Whole-system assessment approaches, like programmatic assessment, aim to improve high-stakes decision-making processes while simultaneously benefit and support learning. Our interest in using assessment for more than decision-making and accountability purposes might be higher than ever. However, problems and concerns about the utility of assessment for learning remain persistent and, in practice, learners most likely perceive any assessment as a high-stake hurdle instead of a learning opportunity. A strong sense of agency has the potential to engage learners more actively in the assessment process, positively influence the perceived authenticity of assessment, learners’ feedback receptivity and their willingness to learn from assessment. Although the value and importance of learners’ agency for continuous development is emphasized by many scholars in the field, and learners’ active involvement in learning processes might be aligned with current views on learning, conventional hegemony prevails in the context of assessment.

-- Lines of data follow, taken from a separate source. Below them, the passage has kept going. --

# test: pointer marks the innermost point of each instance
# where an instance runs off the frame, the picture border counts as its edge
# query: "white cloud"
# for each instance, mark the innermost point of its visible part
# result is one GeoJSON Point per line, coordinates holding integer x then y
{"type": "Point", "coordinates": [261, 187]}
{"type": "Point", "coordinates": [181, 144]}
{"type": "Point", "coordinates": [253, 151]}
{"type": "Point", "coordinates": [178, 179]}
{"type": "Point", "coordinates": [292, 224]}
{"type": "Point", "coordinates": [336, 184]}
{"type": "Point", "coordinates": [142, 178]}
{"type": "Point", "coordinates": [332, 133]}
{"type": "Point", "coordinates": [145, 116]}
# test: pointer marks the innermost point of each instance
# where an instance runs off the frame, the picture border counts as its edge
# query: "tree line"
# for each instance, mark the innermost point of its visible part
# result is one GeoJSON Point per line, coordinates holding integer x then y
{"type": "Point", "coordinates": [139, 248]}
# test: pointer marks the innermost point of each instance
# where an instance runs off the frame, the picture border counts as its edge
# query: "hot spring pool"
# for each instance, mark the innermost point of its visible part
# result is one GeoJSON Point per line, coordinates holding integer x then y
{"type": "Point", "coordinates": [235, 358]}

During this presentation, I’ll seek to further explore and discuss in interaction with the audience, the challenges related to simultaneously using assessment for formative and summative purposes. Based on the current state of research, I’ll focus on how whole-system approaches and the concept of assessment as a continuum of increasing stakes, are perceived by key stakeholders at the frontline of our assessment practices: learners and teachers. How do these perceptions influence learning and teaching? If we aim to purposefully integrate assessment and learning with the implementation of whole-system approaches, does it make sense to treat active involvement of learners in assessment any differently from their role and involvement in learning? What is the potential for learners’ agency in assessment and should we perhaps create more conditions in which learners are empowered and may empower themselves? The overall question and discussion will focus on when and how whole-system approaches afford a more meaningful impact on learning, and if and how we overcome the more undesirable influences of assessment.